It was in this emergency that the federal government appointed Oswaldo Cruz, who had recently arrived on a long-term internship in Paris, mainly at the Pasteur Institute, to, together with Adolpho Lutz and Vital Brazil, appointed by the government of São Paulo, verify the real etiology of the Santos epidemic. Officially confirmed that "the prevailing disease in Santos is the bubonic plague", the health authorities decided to establish laboratories for the production of vaccine and serum against the plague: Instituto Butantan, in São Paulo, and the Instituto Seroterapico Municipal in Rio de Janeiro.
The Serotherapy Institute was the result of a suggestion made by Barão de Pedro Affonso - a surgeon of recognized competence, founder of Instituto Vacínico, the first laboratory to produce smallpox vaccine in the country - to the Mayor of the Federal District, Cesário Alvim, who ceded the Farm of Manguinhos, conveniently located away from the urban centre. The Baron intended to hire a specialist from the Pasteur Institute for the technical direction, but on the recommendation of Émile Roux he offered the position to Oswaldo Cruz.

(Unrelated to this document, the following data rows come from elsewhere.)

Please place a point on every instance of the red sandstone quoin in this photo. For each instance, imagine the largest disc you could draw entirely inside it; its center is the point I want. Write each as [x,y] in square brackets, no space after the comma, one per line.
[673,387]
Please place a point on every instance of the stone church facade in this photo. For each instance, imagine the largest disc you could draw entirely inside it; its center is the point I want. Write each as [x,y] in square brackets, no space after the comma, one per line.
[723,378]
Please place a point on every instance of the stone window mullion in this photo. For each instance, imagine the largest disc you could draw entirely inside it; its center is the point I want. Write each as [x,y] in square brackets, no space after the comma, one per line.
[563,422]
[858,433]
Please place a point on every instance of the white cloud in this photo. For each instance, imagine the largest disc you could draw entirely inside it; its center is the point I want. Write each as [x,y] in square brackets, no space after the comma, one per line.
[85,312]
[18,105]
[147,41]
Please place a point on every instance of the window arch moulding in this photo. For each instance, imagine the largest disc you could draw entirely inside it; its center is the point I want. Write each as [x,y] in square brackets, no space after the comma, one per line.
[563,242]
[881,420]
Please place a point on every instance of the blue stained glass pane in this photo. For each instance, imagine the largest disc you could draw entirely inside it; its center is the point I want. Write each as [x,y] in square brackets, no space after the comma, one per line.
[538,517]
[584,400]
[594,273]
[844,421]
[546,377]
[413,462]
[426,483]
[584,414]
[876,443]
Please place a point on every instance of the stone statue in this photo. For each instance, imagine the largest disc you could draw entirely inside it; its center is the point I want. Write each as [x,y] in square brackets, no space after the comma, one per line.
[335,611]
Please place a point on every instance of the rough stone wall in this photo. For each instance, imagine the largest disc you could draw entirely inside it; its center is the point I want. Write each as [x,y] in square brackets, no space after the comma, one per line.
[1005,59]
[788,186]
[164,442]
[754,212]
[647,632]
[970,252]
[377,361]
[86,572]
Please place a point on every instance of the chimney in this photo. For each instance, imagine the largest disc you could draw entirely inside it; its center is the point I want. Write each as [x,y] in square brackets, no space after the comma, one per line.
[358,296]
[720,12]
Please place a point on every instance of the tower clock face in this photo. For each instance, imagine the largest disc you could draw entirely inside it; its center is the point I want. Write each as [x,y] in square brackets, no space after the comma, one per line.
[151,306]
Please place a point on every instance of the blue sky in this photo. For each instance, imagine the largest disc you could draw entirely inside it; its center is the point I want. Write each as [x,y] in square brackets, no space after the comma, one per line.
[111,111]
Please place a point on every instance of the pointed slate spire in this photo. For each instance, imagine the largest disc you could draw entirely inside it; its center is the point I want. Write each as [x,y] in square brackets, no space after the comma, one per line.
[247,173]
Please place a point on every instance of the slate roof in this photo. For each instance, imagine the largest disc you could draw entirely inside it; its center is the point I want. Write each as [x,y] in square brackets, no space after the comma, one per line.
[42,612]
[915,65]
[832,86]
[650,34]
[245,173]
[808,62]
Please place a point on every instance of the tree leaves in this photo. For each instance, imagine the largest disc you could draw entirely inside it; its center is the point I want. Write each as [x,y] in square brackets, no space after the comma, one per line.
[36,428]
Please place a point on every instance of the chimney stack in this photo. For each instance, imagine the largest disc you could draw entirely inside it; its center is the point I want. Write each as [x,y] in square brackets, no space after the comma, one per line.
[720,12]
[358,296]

With the list of material to be acquired, organized by the new technical director, the Baron left for Europe. In Paris he managed to hire only the veterinarian Henri Carré, Yersin's collaborator in the production of the first anti-plague vaccine; is that the Brazilian government had only authorized him to offer unattractive contracts in addition to being inoperative, for a maximum period of six months.
Once the laboratories were installed, work began, without any ceremony, on May 25, 1900, under the weight of an enormous task to be fulfilled, in addition to the administrative and technical directors, by three professionals - Colonel-Doctor Ismael da Rocha, bacteriologist from the Army Health Service; physician Henrique de Figueiredo Vasconcellos, assistant at the Vaccine Institute; and veterinarian H. Carré - and a medical student, Ezequiel Caetano Dias. However, the Municipality soon found itself unable to continue maintaining the new institution, which was transferred to the Public Health Directorate of the Ministry of Justice and Interior Affairs, and officially opened on July 23 as the Federal Serotherapy Institute.

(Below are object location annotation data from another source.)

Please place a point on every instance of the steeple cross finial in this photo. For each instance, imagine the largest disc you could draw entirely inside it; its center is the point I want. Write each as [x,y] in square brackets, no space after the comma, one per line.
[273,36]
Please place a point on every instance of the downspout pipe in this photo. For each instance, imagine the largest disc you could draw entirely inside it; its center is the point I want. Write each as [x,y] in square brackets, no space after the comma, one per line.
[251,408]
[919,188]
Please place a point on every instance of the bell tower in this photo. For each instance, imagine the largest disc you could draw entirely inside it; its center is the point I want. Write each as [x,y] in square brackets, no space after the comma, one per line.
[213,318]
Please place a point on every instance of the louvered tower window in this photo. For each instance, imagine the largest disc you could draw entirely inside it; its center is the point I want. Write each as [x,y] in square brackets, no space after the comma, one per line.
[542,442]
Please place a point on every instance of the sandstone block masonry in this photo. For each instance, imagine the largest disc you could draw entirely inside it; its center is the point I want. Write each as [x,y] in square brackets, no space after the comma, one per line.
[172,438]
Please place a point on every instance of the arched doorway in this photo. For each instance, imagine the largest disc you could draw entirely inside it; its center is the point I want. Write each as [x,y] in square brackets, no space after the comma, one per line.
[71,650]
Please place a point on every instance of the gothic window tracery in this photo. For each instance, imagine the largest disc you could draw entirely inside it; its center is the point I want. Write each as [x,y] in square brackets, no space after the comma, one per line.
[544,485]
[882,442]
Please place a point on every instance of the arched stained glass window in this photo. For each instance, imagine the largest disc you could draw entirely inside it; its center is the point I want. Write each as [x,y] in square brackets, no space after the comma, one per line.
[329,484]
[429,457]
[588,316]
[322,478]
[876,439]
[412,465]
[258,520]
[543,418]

Shortly after, the initial team was short of two components: Ismael da Rocha, called back to the Army laboratory, and Carré, who was returning to France with health problems, according to some, or fear of yellow fever, according to others. But the competence of the rest was already proven, and it was deemed necessary only to hire a medical student, Antônio Cardoso Fontes, and some assistants.
None of the remaining five had any experience with a plague vaccine or serum. Only Oswaldo Cruz had visited the serum section of the Pasteur Institute, but his interest was in the preparation of diphtheria antitoxin. Both in relation to the vaccine and the serum, the data available in the scarce literature lacked precise details that would allow its preparation outside the producing laboratories.